I was talking about miniaturization. In the past, talking about automotive PCBA, they have never even have worked with a BGA. It was so easy to print that printing was never an issue. Today, you're looking at big boards with 0201s as well as big components. Then you've got heavy thermal mass in a reflow profile in air with a six-minute profile. That's a huge challenge for the flux and that's where the flux chemistry really becomes the secret sauce.
Matties: For all in the flux.
Vijay: Absolutely.
Matties: Then I see response to pause, stability, HIP.
Vijay: That's the head-in-pillow in-circuit testing. That's to make sure that before the product goes out of the door, you're checking for electrical and product functionality. When you’re printing 24/7, machines may break down. Let's say you got three or four hours idle. Afterwards, you'll want the paste to take off from where you left it, where you don't need dummy prints because all of that is a problem that's going to affect throughput. You need a paste with great response-to-pause.

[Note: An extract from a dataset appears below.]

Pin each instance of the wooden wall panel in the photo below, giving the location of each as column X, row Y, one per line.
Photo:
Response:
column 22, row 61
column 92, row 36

Matties: From a customer's point of view, when they're looking at this process, what are the most important considerations?
Vijay: In selecting the right flux?
Matties: Yes.
Vijay: What we're saying, again, in automotive, it's basically spilling over to the other more advanced reliability applications that involve industrial products as well. It’s enhanced electrical reliability, low voiding, head-in-pillow elimination, not just minimization, as well as the ability to get very good print transfer efficiencies with excellent response-to-pause performance.
Matties: But it's all part of the process or you've got to have the right equipment, the right process, the right people, the right training, the right product. There's a lot of variables to success. What sort of level of success or yields do people typically get in this?
Vijay: In the automotive world, we are looking at 99+%. It's more in the region of 99.8%. In my past life, I worked in PCB assembly. My belief is the material should fit the process, not the other way around. I should not be band-aiding the process to fit the material. From a material standpoint, it's our job to make sure that the solder paste has the widest possible process window to account for other tolerances and stack-ups, or issues with old equipment or outdated processes. If the material could check these boxes from a process window, then you get the lowest cost of ownership.
Matties: When you talk about solder paste, I see a lot of jetting and people moving into the jetting. What's your thought around jetting? It seems like it's more controlled and perhaps a better end product.
Vijay: Jetting has certainly got its place. In the context of zero PPM defects, where there is a complete hands-off on depositing solder paste on the board, jetting certainly has an advantage because with a stencil printing process, you've got to change the stencil at some point. All other aspects are automated because you could automatically deposit your solder paste, your cleaning frequency, but even on the wipes, that's something where you do have the variables. The downside with jetting is if I grab 10,000 pads, I cannot do everything in one shot, so throughput is a problem. At the end of the day, that balance has got to be considered on what you want to achieve.